A Cacique Cátia Tupinambá, de 49 anos, já está acostumada de olhar para os lados e perceber que está sempre na companhia de policiais militares, que fazem sua segurança. Ela sabe que, em um pequeno momento de descuido, pode sofrer retaliações por seu uma líder indígena que deseja preservar sua terra.

A luta da cacique é pela terra Tupinambá de Belmonte, que possui cerca de 10 mil hectares, onde 74 índios sobrevivem no local. Essa é uma das 32 terras indígenas da Bahia; nenhuma regularizada, segundo levantamento da ONG Instituto SocioAmbiental (ISA)."Eu só saio do interior da aldeia escoltada pela PM", revela Cátia. Ela conta que desde 2005 os conflitos pela titularidade da terra são recorrentes na região.

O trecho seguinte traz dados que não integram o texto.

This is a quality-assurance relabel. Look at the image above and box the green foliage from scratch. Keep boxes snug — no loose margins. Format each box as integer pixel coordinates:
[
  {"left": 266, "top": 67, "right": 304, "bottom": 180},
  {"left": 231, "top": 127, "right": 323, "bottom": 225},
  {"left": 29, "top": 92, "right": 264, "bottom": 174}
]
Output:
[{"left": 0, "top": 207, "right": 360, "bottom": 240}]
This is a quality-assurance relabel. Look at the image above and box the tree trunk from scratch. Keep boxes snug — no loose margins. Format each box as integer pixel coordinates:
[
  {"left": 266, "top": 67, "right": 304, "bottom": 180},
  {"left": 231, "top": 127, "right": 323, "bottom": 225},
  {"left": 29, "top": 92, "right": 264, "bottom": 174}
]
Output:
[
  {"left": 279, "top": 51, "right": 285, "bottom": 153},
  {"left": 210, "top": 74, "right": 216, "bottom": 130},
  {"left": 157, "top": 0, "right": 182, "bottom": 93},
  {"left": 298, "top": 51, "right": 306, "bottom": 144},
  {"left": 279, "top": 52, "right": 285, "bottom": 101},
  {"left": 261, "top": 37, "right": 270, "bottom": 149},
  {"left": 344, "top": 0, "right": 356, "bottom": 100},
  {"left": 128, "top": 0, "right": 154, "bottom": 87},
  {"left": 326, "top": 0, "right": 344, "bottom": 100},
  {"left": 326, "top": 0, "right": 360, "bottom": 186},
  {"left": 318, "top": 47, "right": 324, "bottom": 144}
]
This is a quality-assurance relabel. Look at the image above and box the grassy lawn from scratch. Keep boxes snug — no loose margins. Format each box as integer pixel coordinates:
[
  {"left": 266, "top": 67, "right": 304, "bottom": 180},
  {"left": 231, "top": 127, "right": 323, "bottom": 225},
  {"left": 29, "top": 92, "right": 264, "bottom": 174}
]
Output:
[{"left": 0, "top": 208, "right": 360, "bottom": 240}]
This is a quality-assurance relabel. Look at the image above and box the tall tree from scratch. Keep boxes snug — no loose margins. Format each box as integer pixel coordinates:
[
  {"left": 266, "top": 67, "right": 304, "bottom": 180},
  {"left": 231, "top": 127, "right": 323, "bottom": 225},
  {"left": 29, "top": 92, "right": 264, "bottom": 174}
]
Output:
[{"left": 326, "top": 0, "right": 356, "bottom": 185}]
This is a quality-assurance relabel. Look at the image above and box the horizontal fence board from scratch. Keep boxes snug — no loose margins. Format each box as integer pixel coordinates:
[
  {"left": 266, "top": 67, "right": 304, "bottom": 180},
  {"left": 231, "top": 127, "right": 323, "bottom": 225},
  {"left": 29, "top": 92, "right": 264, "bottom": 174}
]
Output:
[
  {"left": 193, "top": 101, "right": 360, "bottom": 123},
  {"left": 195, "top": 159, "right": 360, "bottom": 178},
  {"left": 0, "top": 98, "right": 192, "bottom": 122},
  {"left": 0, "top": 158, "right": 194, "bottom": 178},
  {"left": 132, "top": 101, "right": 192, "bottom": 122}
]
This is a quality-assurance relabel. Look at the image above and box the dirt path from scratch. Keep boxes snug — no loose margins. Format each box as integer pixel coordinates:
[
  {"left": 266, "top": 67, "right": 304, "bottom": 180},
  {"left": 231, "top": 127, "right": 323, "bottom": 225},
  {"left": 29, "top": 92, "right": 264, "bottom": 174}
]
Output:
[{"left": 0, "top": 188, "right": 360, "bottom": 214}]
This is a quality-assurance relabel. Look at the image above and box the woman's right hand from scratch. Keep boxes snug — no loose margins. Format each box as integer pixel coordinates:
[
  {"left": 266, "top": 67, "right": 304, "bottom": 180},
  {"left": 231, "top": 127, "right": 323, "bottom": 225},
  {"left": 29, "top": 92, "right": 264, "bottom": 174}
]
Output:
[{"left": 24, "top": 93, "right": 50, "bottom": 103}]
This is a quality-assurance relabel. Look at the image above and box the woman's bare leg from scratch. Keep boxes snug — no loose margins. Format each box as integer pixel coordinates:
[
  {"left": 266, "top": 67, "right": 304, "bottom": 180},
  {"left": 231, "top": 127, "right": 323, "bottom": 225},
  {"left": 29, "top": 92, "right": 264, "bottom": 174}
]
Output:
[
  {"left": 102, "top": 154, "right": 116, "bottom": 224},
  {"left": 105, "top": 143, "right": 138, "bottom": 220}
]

Desse total, 12 foram reservadas pela Fundação Nacional do Índio (Funai). As outras ainda estão em processo de regularização. "Ultimamente, estamos vivendo bloqueio econômico, porque não temos conseguido escoar nossos produtos, como farinha e cacau", afirma a líder indígena.

Os comerciantes de longa data do povo Tupinambá de Belmonte acreditaram nas falácias contadas pelos fazendeiros da região, e não compram mais seus produtos."[...] Os fazendeiros disse (sic) que são produtos roubados", conta.

Atualmente, a terra Tupinambá de Belmonte, ainda em fase de identificação, está sob domínio de seu povo original. O Tribunal Regional Federal (TRF) da 1ª Região acatou o pedido dos índios, que recorreram à decisão anterior que concedia a titularidade aos fazendeiros. (Com informações do Bocão News)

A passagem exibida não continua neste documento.